Joe Major, the central Broward area community advocate, is known for sending out incendiary emails on any number of topics. This week, Major sent an email to Gov. Charlie Crist, chiding Broward State Attorney Michael Satz and his agency’s record on prosecuting public officials, while asking for a review of the agency. The email also asked the governor to create a panel of special prosecutors to assist local state attorneys with the investigations and prosecution of public and elected officials. Miami-Dade County already has an Inspector General’s Office, which investigates public and white-collar crimes, separate from the state attorney’s office. How ever it is set up, the time has come for Broward to follow suit. Major may be on to something.

Donald Elam, the older brother of New York Jets safety and former Cardinal Newman High School football star Abram Elam, was shot to death in broad daylight last week in Riviera Beach. The culprits have not been caught. Witnesses say Elam was talking to two men in a car that had stopped when gunfire erupted from inside. Elam fell and was left dead in the street. This is the third member of the Elam family felled by gunfire since 1987. The Violent Crimes Task Force is asking anyone with information about the shooting to call the task force at 561-688-4000 or Crime Stoppers at 800-458-8477.

Oscar Rivero, 38, a developer in the Miami-Dade County Housing Agency scandal, will serve 21 months in prison after admitting he pilfered more than $700,000 from a county loan that was intended to help finance an affordable housing development. Among the things he bought was a house. The actual sentence — ten years in prison — will be reduced to 21 months if he cooperates fully. But here’s the real catch: He must provide prosecutors details on others suspected of being involved. This means a lot of people in Miami-Dade County should be worried.

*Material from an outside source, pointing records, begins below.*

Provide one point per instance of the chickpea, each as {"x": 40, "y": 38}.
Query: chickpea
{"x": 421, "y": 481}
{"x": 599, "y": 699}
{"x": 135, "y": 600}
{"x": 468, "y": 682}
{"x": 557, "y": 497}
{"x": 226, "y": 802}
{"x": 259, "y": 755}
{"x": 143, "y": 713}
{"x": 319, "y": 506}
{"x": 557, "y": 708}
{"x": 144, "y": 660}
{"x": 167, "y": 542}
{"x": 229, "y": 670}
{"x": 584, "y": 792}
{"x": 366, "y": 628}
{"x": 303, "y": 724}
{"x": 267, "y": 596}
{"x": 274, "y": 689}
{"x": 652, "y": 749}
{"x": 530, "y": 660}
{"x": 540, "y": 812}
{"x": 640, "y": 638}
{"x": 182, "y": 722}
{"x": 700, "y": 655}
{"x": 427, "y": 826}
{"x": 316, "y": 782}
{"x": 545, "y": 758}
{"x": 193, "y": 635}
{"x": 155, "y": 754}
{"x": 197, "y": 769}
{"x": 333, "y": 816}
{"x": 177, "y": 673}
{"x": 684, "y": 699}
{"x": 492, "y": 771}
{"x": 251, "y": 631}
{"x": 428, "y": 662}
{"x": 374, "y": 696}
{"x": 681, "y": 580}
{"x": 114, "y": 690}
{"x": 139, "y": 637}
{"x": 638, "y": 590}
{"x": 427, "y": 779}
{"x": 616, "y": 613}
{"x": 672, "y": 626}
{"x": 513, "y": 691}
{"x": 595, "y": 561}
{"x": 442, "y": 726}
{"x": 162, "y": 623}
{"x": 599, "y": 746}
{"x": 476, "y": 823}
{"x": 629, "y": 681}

Rivero should have gotten double this amount of time, but I hope any other crooks he exposes go straight to jail, along with him.


Cardell Udell and her daughter, Carolyn Allen, called to thank the South Florida Times for bringing to light the issues related to the poor construction work done on their home. This paper exposed shoddy repairs on their house under a Broward County program intended to assist those who cannot afford to make the improvements themselves. Problems uncovered by the investigative report included faulty electrical wiring, substandard fixtures, a leaking roof, and more. The family says ever since the reports were published, county officials and the contractor have been hard at work making the corrections, and they are pleased with the work so far. Glad we could help.

United Homes, Inc., the company that won the bid to build the city of Lauderdale Lakes’ $150 million Bella Vista city center, is now seeking major changes to the contract terms. The company has asked Community Redevelopment Agency Director J. Gary Rogers to support its effort to do away with the requirement to build some residential units in portions of the development. The company is concerned about slow market conditions in the real estate sector. If the company is granted the new conditions, the question of fairness toward the companies that lost the bids will arise. There is also the issue of whether or not commissioners Levoyd Williams and Hazelle Rogers will cast votes on any measures involving the company. That’s because the company gave tens of thousands of dollars to the Broward Black Elected Officials, Inc. organization. Both Williams and Rogers sat on the organization’s board at the time the contract was awarded.